Silence fell, eerie and complete. Nothing but the hot dry wind through the trees, and the tinkle of water from one of the village fountains. He stood in the stirrups and looked around; the land lay sere as it did with autumn, rolling away in slopes of yellow stubble, silver-green olives, dusty-green pasture and the lush foliage of the vineyards. Commonplace infinitely dear. Yesterday his only worry had been the falling price of wheat and the vintage.
“Run one mo’ check,” he said. “Wouldn’t want to leave one of they brats out by mistake.” The overseer was taut-nervous herself, but her fingers were steady on the keyboard.
“All of ’em.”
“Right.” He ran a soothing hand down the neck of his horse as it side-danced with the tension. “Sooo, boy, easy. Now, let’s go jump in a hole and pull it in aftah us.”
DONOVAN HOUSE
NEW YORK CITY
FEDERAL CAPITAL DISTRICT
UNITED STATES OF AMERICA
NOVEMBER 3, 1998: 0700 HOURS
“Could it be a drill of some sort?” one of the figures in the screen said.
The Conference Room was nearly empty; just the president, and a few of her chief aides there. The Alliance Chairman was in the center of the holoscreen, with the military chiefs and some of the most crucial administrators. In theory the other Alliance heads of government were coequal, but this was a time for practicalities, and the American head of state was still much more than primus inter pares.
Carmen Hiero forced herself not to sigh in exasperation. “Amigo, they’ve started closing down factories and evacuating the population to the deep shelters,” she said. “Look at the reports; there are abandoned dogs walking through the streets of Alexandria! You think they’re doing this—it must be costing them astronomically—for a drill?”
Allsworthy tapped his fingers together and looked to one side, toward his pickup of the ACI chief. Hiero frowned slightly; she thought the chairman tended to rely on his Intelligence people rather too much. Enough, she thought. Listen.
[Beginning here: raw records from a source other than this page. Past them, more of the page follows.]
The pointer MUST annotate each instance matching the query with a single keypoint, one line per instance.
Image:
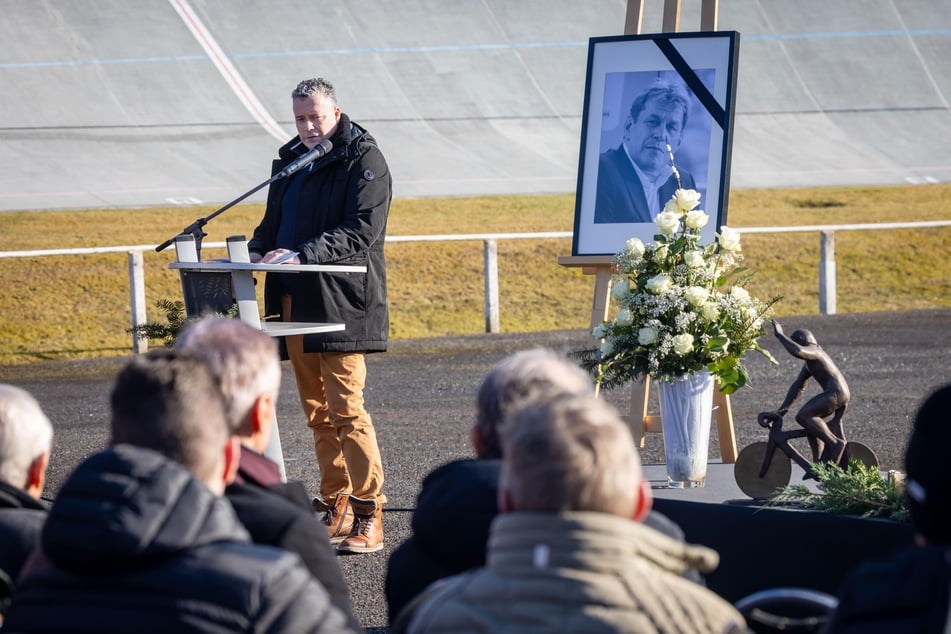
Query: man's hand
(280, 256)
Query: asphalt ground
(421, 396)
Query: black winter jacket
(21, 518)
(906, 593)
(346, 195)
(134, 543)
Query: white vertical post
(490, 254)
(243, 282)
(137, 287)
(827, 291)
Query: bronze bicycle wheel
(748, 465)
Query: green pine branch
(858, 490)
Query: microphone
(318, 151)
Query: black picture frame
(620, 68)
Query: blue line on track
(450, 49)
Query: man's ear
(645, 500)
(504, 501)
(36, 475)
(476, 440)
(232, 460)
(262, 417)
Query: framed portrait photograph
(658, 116)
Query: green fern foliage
(175, 320)
(857, 490)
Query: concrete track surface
(155, 102)
(421, 395)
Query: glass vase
(686, 409)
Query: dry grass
(78, 306)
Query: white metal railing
(827, 273)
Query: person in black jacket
(140, 538)
(275, 513)
(333, 211)
(909, 592)
(26, 437)
(459, 500)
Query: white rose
(696, 219)
(620, 287)
(710, 311)
(696, 295)
(647, 335)
(729, 239)
(686, 199)
(635, 247)
(668, 222)
(683, 343)
(659, 283)
(624, 317)
(694, 259)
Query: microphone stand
(196, 228)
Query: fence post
(490, 252)
(827, 291)
(137, 287)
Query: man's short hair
(245, 359)
(520, 378)
(570, 453)
(672, 94)
(25, 434)
(169, 400)
(927, 486)
(314, 87)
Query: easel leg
(725, 431)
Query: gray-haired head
(245, 359)
(570, 453)
(314, 87)
(668, 93)
(25, 434)
(518, 379)
(169, 400)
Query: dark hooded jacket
(21, 518)
(343, 205)
(134, 543)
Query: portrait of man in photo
(664, 126)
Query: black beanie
(927, 475)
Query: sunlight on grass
(78, 306)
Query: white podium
(217, 284)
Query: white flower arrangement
(676, 313)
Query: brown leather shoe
(366, 536)
(338, 517)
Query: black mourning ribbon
(693, 82)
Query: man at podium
(332, 209)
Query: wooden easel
(600, 265)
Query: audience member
(26, 437)
(141, 539)
(458, 500)
(568, 552)
(248, 365)
(910, 591)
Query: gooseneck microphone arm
(196, 228)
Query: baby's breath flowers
(676, 313)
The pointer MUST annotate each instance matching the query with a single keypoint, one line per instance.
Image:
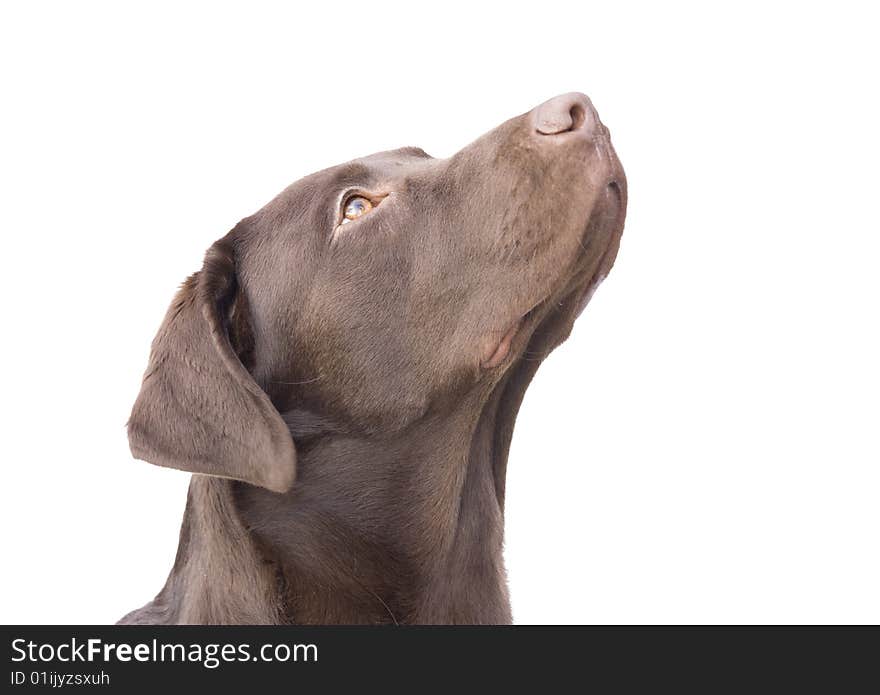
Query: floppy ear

“Anything congruent? Any reason for it to start now?” the chairman said.
The ACI man licked his lips slightly. “Nothing we can spot on short notice, Mr. Chairman,” he said. His face was calm, but the tendons stood out in the hands that twisted an ivory cigarette-holder. His Australasian accent had turned slightly nasal.
You too, my friend, Hiero thought.
“But . . . ” he continued. “Well, something jolly odd did happen yesterday, up on Luna. The Mamba—that’s the personal yacht of their Commandant of Aresopolis—did an unauthorized takeoff and is running for the Belt. Continuous boost trajectory for Ceres; should be there in about ten days.”
“That quickly?” Johannsen, the Space Force CINC.
“Well, it’s got one of their new fifth-generation pulsedrives,” the ACI commander said. “And whoever’s piloting it isn’t leaving any reserve for deceleration, we think. They’ve got two Imperator-class cruisers trying to catch it, and they’ve been beaming a series of demands that the Mamba stop, and warnings to everyone else to stay clear. We’ve no earthly idea what it’s about, really. The yacht is either unwilling or unable to communicate.”